Friday, July 20, 2012

Explaining Weightlifting to Children


Sorry, due to unforeseen circumstances this week's blog has to come from the vaults. As the Olympics are due to start next Friday, I thought I'd go with that theme. This is from July last year. Next week I'll blog about what's happening now - terrible weather, gridlocked traffic, Stalinist messages from the 'night' Mayor and all.


In exactly one year's time London will be agog and a go-go. That's right, the London Olympics 2012 start next year and there's been much preview and prediction in this week's media, as well as a fair bit of doom-mongering. How will our antiquated transport system cope? Is it really worth the cash? Who will report on it if all our journalists are in jail for phone hacking? And who the hell cares about women's weightlifting anyway?

Well, in answer to the latter, I do. Because it's the only event I managed to get tickets for. I'll try and explain how the tickets were allocated, but feel free to go away halfway through and pour yourself a stiff drink, or smash yourself in the face with a baseball bat if you want to. It's pretty tortuous.

Right. First of all people were asked to apply for the events they wanted on the dates they wanted. The tickets for each event were split into categories and divided by price. Presumably the higher the price, the better the seat. If you paid £1000 for the archery you were there, right next to the target. You could apply for as many tickets and events as possible. The only requirement was that you had enough cash on your credit card (which had to be Visa, the official credit card of the blah blah blah). Once your requests were submitted you had to sit and wait and see how you did. It was a lottery. And we all know the problem with lotteries - they're a bloody lottery.

I applied for a heck of alot of swimming and athletics tickets. Being a tightfisted northerner, I applied in the lower priced categories. The cynic in me told the better angel of my being that this meant I wouldn't get any tickets. The cynic was right. I got nothing. Most people I know who went for the lower priced tickets got nothing too. The ones who forked out more seemed to be more successful. Funny that. We also haven't been told how many tickets have gone to sponsors and corporate buyers. The cynic in me, who really needs to shut up and get a life, thinks it'll be very many.
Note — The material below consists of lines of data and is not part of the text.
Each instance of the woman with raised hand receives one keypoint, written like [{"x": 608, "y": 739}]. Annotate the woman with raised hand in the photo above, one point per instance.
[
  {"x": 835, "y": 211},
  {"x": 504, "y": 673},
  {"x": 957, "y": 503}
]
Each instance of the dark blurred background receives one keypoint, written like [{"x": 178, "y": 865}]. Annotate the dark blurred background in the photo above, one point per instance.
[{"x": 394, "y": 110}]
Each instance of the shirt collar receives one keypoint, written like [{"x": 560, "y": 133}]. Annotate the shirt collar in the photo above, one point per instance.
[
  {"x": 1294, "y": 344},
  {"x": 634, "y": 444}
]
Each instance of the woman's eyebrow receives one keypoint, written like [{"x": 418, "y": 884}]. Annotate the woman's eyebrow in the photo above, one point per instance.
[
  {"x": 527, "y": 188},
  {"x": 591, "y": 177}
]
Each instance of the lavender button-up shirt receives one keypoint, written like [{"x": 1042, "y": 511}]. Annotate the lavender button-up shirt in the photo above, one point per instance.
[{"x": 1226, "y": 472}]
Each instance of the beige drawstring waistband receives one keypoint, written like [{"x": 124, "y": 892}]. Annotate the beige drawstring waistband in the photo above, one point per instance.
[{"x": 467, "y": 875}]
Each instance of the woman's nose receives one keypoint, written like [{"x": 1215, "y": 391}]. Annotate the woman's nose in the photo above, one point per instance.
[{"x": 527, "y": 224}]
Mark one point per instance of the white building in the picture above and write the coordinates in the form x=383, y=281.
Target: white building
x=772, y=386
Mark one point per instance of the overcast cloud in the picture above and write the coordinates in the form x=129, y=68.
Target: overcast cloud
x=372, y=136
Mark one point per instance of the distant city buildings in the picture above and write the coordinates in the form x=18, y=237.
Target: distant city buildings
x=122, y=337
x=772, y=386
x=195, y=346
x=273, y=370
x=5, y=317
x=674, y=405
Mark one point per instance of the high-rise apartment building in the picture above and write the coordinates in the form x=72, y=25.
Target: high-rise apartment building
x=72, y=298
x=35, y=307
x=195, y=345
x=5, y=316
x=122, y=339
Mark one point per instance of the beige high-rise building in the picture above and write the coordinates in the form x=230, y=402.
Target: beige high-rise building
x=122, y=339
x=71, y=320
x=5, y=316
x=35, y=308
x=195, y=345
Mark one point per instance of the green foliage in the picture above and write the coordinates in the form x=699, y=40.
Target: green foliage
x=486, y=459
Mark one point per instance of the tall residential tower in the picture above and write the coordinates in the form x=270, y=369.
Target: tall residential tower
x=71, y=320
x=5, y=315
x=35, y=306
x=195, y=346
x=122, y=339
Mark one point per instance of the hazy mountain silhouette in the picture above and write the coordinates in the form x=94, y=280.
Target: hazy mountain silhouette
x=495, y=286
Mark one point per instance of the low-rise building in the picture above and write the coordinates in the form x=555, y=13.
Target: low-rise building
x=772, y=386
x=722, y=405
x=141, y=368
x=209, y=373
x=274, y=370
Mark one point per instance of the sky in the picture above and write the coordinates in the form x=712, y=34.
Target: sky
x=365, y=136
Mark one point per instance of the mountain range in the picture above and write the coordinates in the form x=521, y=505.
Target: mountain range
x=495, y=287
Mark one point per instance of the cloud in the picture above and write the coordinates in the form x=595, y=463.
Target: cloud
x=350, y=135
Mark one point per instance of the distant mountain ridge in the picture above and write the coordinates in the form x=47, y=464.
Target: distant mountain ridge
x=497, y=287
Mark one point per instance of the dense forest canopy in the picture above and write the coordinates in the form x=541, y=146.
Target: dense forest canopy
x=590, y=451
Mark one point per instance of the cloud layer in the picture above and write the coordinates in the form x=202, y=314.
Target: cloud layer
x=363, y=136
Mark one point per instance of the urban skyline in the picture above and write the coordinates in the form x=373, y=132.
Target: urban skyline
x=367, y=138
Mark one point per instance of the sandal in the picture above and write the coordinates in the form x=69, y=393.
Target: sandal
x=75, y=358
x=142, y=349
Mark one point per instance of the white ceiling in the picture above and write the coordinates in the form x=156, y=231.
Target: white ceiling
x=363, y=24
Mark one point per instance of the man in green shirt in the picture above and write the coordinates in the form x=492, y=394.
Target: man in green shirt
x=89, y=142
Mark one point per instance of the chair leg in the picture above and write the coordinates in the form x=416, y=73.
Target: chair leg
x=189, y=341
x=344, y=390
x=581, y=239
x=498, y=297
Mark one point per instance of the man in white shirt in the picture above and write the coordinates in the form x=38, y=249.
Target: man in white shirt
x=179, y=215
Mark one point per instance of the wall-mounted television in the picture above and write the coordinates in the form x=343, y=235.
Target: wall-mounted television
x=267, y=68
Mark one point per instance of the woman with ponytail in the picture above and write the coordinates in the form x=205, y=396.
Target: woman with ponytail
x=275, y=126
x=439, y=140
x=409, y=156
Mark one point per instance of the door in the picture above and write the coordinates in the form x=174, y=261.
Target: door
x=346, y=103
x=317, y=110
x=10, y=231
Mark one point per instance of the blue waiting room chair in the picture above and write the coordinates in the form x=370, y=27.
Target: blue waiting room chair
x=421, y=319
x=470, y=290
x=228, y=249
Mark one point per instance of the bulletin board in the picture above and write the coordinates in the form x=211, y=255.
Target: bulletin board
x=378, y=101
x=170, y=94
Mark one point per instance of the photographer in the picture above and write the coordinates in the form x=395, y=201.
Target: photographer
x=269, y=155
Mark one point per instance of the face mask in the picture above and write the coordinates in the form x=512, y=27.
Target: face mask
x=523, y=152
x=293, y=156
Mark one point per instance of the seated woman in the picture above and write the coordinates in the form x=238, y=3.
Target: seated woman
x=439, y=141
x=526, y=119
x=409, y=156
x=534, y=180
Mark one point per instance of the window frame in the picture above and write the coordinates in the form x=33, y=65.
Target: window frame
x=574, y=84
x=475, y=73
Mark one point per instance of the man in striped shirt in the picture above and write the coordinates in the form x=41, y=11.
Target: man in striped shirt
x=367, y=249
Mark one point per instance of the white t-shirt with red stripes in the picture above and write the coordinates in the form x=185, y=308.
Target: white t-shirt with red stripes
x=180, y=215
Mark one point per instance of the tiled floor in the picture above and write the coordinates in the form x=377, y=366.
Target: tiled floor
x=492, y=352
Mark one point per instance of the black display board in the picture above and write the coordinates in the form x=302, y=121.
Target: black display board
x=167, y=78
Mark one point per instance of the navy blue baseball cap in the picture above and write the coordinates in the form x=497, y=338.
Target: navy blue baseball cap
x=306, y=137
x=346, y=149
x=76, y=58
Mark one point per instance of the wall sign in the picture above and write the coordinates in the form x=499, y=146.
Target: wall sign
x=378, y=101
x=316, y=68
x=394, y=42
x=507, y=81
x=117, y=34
But there was no need to despair. Those of us who missed out were given a second chance - a delightfully named Losers Ballot, aka get you hand in your pocket and pay over the odds for horse dancing ballot. On a specified date, a tranche of tickets would be made available. By the time I got online on the specified date there was a choice between weightlifting and dwarf-tossing. I was going to give up but my kids were desperate to go. I put in a ludicrously overpriced bid for some women's weightlifting. Oddly enough, and I can't fathom why, I 'won' those tickets. The kids were ecstatic. What's weightlifting, my daughter asked when she calmed down? It involves people lifting big weights above their head, cloaked in the suspicion they've taken performance enhancing drugs, I replied (I left off  the last bit.) Son and daughter both punched the air. 'That sounds wicked,' my son said, and he meant it. For a few delightful seconds I was swept along by their enthusiasm. We would be able to savour that unique Olympic atmosphere. Then I thought of the credit card bill. And the weightlifting...the only things I lift these days are a knife and fork.

The 2012 Olympics are being heralded as a chance to enthuse the nation's youth. A lasting legacy of sporting health and achievement. This morning I saw my oldest son lift my youngest over his head with a fine clean and jerk. I have done my bit. The next generation is safe.